Loading & Exploring Data¶

The first step in any ML project is understanding what you're working with.

What You Will Learn¶

Load data securely using pandas and built-in datasets
Inspect dataset shape, types, and basic statistics efficiently
Identify missing values and duplicates with minimal code
Create initial visualisations to understand distributions and relationships

Prerequisites¶

Python environment set up
Basic familiarity with pandas and seaborn

Step 1: Load Your Data¶

Instead of manually loading CSVs, we will use the built-in penguins dataset from Seaborn. This dataset contains physical measurements of three penguin species and is excellent for demonstrating data preparation.

import pandas as pd
import numpy as np
import seaborn as sns
import matplotlib.pyplot as plt
import missingno as msno

# Load the built-in penguins dataset
df = sns.load_dataset('penguins')

print(f"Dataset shape: {df.shape}")
df.head(3)

Expected Output

Dataset shape: (344, 7)

	species	island	bill_length_mm	bill_depth_mm	flipper_length_mm	body_mass_g	sex
0	Adelie	Torgersen	39.1	18.7	181.0	3750.0	Male
1	Adelie	Torgersen	39.5	17.4	186.0	3800.0	Female
2	Adelie	Torgersen	40.3	18.0	195.0	3250.0	Female

Workplace Tip

In your workplace project, document exactly where your data comes from. The assessment rubric values transparency about data sources and any SQL transformations applied before your Python analysis string.

Step 2: First Look at the Data¶

Use pandas built-in methods to concisely summarise the numeric and categorical columns.

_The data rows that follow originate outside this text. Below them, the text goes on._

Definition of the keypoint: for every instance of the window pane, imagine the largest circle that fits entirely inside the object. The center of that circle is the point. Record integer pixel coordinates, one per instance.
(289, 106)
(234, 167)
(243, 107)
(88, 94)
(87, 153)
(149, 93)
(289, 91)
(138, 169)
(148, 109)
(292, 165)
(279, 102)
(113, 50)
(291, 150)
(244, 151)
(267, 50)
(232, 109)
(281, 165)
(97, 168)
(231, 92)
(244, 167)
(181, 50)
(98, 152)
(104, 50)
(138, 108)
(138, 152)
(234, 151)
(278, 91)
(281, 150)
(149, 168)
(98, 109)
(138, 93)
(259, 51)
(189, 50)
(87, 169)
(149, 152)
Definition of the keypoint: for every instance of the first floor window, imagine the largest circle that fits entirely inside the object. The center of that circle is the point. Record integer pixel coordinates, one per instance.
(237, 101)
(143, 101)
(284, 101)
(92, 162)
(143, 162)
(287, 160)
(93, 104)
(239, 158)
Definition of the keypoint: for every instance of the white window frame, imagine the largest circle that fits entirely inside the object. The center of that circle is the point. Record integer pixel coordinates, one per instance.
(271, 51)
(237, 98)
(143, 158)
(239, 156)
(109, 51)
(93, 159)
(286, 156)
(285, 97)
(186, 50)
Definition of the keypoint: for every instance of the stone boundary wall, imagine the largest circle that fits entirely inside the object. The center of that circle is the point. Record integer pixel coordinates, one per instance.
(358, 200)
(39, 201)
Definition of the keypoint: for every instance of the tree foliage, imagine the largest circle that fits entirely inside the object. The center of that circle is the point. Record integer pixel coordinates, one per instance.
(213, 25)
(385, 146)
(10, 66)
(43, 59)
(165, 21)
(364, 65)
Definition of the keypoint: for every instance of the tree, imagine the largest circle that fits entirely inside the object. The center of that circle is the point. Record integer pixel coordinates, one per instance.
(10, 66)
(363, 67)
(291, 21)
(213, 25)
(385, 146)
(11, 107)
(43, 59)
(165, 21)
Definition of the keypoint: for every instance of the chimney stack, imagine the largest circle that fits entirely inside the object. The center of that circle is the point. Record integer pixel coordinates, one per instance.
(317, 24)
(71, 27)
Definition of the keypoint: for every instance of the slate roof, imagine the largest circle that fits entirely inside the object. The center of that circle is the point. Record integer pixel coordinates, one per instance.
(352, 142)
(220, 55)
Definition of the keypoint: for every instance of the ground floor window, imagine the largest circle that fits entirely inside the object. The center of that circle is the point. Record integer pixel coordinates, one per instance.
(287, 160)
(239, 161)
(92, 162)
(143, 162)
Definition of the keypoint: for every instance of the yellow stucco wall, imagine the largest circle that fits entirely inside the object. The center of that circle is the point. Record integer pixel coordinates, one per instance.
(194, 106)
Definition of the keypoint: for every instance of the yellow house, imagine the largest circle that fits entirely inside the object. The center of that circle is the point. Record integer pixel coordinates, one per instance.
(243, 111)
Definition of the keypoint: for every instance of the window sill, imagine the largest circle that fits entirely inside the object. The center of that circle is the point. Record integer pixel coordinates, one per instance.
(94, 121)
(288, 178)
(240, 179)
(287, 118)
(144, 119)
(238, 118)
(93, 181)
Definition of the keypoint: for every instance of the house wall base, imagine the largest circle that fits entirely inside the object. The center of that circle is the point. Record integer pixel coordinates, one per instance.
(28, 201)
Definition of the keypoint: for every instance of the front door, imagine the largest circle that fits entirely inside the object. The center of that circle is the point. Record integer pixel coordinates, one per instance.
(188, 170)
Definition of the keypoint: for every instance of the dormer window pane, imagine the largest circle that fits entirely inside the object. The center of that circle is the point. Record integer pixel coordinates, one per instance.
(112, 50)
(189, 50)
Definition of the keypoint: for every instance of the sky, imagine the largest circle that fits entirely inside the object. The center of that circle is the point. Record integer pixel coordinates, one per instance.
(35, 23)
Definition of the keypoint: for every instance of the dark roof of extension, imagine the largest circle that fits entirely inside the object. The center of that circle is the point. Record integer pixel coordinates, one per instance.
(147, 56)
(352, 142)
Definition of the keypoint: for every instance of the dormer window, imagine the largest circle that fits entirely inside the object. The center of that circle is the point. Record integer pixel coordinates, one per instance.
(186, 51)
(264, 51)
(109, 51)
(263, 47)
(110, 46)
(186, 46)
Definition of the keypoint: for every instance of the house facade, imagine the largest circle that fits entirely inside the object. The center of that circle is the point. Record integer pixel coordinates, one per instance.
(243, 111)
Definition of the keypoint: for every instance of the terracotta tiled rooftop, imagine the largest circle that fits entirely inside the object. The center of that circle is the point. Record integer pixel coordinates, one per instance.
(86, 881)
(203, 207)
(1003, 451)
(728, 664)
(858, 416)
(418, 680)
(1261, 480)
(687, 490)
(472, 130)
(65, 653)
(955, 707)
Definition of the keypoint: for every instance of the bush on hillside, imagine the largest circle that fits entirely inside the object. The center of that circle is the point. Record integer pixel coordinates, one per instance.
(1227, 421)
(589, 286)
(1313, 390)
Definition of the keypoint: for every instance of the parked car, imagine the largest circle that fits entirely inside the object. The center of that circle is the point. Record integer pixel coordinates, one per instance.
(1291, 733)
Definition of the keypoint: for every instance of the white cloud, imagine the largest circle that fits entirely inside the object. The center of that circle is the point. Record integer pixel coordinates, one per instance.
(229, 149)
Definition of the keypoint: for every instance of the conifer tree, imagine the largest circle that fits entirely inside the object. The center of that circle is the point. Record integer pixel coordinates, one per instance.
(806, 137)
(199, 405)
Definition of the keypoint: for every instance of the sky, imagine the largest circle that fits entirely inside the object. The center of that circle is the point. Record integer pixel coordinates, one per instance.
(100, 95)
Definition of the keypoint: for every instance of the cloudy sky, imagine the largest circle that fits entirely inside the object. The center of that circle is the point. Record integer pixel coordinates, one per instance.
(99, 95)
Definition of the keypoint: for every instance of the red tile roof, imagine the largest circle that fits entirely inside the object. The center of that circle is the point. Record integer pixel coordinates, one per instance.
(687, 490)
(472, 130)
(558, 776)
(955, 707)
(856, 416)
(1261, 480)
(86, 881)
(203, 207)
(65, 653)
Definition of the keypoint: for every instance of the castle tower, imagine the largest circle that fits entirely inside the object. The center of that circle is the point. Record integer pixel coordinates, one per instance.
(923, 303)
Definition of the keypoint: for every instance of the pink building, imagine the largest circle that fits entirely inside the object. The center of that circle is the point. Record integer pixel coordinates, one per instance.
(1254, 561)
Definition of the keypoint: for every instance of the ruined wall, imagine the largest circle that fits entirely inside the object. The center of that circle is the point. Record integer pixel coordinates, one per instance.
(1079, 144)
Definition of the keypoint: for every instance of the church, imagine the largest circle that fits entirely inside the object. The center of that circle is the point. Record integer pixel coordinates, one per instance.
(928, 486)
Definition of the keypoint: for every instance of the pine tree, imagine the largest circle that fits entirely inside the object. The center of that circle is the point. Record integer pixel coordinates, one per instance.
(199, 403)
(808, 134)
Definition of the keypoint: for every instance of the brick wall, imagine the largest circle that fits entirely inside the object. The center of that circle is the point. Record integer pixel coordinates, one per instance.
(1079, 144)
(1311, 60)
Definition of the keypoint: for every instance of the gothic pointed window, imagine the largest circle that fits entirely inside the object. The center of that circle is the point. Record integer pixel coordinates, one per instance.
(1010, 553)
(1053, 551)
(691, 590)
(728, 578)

# Summary statistics for numeric columns
df.describe().round(2)

Expected Output

	bill_length_mm	bill_depth_mm	flipper_length_mm	body_mass_g
count	342.00	342.00	342.00	342.00
mean	43.92	17.15	200.92	4201.75
std	5.46	1.97	14.06	801.95
min	32.10	13.10	172.00	2700.00
25%	39.23	15.60	190.00	3550.00
50%	44.45	17.30	197.00	4050.00
75%	48.50	18.70	213.00	4750.00
max	59.60	21.50	231.00	6300.00

Assessment Connection

Section A of your presentation should demonstrate that you thoroughly understood your data before modelling. Examiners want to see evidence of systematic exploration, not just jumping straight to algorithms.

Step 3: Missing Values Audit¶

Rather than looping over columns, use pandas method chaining to generate a clean summary of missing data.

# Create a concise missing values summary
missing_summary = df.isnull().sum().sort_values(ascending=False)
print(missing_summary[missing_summary > 0])

Expected Output

sex                  11
bill_length_mm        2
bill_depth_mm         2
flipper_length_mm     2
body_mass_g           2
dtype: int64

For a visual representation of missing data, the missingno library is the industry standard:

# Matrix view — shows patterns of missingness
msno.matrix(df, figsize=(10, 5))
plt.title('Penguins Dataset: Missing Value Patterns', fontsize=16)
plt.tight_layout()
plt.show()

Expected Plot

Missing Value Patterns

Step 4: Distribution Analysis¶

Use Seaborn to quickly visualise the distributions of your numeric variables. It handles NaN values natively and requires far less code than Matplotlib.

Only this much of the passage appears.